The Greco Roman interior of the Church is dominated by beautiful murals. Many people, just by sitting in the church and reflecting on the murals, have found their way back to God. The seven great paintings depicts the Franciscan Crown (or Rosary) of the Seven Joys of Our Lady. Devotion to the Joys of Our Lady flourished in the Franciscan Order from its earliest days and is represented within the Order over the centuries by a number of such crowns of varying form. By happy coincidence the design of Mary Immaculate, with its three bays on either side of the nave and its blind rear wall to the sanctuary, proved an ideal setting for depicting the seven decade Franciscan Crown. The Joys commemorated in the Crown are:

  • The Annunciation by the Angel Gabriel to Mary
  • Mary’s visit to her cousin Elizabeth
  • Jesus’ birth at Bethlehem
  • The Adoration of the Magi
  • The Finding of the Boy Jesus in the Temple
  • Jesus’ Resurrection and Appearance to His Mother
  • The Assumption and Coronation of Our Lady in Heaven.

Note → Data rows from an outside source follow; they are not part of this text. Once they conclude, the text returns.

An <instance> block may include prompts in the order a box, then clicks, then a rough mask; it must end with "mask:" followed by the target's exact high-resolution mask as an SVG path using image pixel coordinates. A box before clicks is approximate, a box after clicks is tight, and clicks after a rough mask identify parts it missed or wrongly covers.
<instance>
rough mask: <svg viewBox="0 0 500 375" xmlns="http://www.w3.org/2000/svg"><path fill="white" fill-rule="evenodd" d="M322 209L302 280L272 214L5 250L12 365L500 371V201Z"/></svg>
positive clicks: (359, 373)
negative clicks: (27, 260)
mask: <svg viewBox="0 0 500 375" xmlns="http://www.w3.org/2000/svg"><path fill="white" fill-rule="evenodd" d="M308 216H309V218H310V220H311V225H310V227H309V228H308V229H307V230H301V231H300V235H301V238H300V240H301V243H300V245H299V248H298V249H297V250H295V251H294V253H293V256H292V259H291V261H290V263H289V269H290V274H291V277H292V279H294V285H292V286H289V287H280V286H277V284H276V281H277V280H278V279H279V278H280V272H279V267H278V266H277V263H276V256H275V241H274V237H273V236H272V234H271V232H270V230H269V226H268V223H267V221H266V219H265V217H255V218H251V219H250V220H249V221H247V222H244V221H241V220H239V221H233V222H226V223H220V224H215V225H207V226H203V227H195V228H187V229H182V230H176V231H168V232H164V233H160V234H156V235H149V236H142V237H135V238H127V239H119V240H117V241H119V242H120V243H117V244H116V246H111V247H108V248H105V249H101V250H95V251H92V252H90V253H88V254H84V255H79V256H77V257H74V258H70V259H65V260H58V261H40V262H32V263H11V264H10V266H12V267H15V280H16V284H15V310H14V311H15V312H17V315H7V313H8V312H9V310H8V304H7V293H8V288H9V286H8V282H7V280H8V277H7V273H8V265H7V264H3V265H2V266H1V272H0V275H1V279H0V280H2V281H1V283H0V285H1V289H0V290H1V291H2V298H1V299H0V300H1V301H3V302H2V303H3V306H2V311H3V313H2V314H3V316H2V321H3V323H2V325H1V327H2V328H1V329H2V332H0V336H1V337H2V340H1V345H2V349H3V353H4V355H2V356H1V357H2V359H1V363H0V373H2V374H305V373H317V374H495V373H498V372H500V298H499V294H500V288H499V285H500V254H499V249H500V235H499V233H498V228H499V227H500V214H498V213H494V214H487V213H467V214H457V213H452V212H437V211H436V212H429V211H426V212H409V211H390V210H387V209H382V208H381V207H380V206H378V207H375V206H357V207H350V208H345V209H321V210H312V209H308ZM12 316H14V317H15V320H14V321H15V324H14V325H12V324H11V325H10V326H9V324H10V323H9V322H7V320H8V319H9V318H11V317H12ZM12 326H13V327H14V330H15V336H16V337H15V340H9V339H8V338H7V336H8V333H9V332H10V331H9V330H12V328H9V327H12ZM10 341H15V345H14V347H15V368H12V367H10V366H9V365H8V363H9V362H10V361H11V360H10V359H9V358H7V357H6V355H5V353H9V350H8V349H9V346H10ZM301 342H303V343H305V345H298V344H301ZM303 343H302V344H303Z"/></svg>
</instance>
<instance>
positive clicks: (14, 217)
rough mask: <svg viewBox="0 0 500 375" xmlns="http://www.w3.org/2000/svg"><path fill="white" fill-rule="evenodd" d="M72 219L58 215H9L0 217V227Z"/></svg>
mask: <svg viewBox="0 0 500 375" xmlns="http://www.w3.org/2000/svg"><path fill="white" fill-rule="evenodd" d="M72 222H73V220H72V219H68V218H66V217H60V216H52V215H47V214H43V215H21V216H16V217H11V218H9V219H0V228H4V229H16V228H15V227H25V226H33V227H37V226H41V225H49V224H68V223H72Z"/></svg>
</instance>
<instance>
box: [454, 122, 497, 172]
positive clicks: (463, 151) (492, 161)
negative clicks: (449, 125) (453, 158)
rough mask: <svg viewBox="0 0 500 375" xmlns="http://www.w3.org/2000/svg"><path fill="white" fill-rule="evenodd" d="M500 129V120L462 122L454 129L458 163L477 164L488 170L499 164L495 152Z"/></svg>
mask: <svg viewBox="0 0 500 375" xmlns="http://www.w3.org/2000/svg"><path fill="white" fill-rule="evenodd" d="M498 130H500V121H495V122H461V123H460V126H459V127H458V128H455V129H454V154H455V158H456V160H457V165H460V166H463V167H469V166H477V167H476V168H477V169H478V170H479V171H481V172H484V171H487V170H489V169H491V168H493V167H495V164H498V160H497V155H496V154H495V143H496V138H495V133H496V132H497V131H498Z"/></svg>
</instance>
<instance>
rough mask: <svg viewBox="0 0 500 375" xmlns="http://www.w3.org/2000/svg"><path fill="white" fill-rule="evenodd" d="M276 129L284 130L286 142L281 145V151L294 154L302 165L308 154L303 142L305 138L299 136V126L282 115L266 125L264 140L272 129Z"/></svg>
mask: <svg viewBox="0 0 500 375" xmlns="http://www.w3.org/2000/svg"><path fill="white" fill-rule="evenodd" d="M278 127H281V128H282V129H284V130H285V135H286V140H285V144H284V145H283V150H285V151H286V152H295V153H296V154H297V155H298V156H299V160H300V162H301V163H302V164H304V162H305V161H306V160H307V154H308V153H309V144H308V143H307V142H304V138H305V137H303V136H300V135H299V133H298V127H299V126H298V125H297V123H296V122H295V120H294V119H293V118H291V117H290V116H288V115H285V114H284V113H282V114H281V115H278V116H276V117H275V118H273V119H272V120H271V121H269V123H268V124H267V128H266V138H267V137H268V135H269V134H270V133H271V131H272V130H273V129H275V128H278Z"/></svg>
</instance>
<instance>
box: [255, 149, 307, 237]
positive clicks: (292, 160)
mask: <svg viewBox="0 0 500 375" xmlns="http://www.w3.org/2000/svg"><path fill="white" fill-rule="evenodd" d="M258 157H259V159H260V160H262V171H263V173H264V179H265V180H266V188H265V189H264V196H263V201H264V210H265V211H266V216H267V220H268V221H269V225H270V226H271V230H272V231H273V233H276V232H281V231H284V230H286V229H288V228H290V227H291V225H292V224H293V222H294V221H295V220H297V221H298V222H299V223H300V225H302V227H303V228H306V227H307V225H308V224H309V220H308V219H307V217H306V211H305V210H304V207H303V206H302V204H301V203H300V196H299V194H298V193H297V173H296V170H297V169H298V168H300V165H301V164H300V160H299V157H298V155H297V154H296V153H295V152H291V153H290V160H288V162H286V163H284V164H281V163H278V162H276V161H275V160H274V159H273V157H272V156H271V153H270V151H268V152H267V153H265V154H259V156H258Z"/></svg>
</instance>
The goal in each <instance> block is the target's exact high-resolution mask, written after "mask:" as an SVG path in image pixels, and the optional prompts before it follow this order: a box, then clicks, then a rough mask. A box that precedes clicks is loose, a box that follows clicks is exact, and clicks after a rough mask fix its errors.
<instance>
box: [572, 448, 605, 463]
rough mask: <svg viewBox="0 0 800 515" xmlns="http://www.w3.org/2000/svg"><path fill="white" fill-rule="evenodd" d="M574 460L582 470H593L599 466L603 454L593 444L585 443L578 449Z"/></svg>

The structure of the Franciscan Crown is seven decades on the above seven themes. Each decade is of one Our Father and ten Hail Marys. Following the final decade there are two additional Hail Marys to total the seventy-two years that Our Lady is believed to have lived. The Crown concludes with an Our Father and Hail Mary for the Pope’s intentions. A stunning Antonian mosaic covers the rear wall of the shrine of St. Anthony on the east side of the Church. The artist was Stephen Moor of “Ars Sacra” Studios for Religious Art in Burwood, NSW. The actual work – especially the mosaic – was done by the two Melocco Brothers artisans Franco Collusi and Aldo Rossi.

Cesare Vagarini

The Italian artist, Cesare Vagarini was Professor of Fine Art in Italy in the 1930s when he was employed by the Franciscans in the Holy Land to paint murals in a number of new churches being built. After Italy’s entry into World War 2 he was interned by the Allies and sent with Signora Vagarini to Australia to the internment camp at Tatura in Victoria. At the intervention of the Australian Franciscans they were released from internment and came to Waverley early 1945 to begin Vagarini’s monumental work in the church. He used local models. The angels are based on the girls from St Clare’s College, Waverley. Sister Margaret-Mary Morris RSJ, who was then a student at St Clare’s, modelled for an angel. Mary was modelled by Valerie Lindsay now Mrs Crowley. Val was walking past the church to go to ballet training when spotted by the artist. Three paintings (Annunciation, Resurrection-Appearance and Assumption- Coronation) were finished whilst Cesare Vagarini was in Waverley. At the end of World War 2, international convention required that Signor Vagarini be repatriated which occurred in 1948. He returned to the Holy Land to complete his commission for the Franciscans there after he went back to Italy. The four remaining panels for Mary Immaculate (Visitation, Nativity, Adoration and Finding) were painted in his studio at San Gimignano and dispatched to Waverley over a period in the 1950s.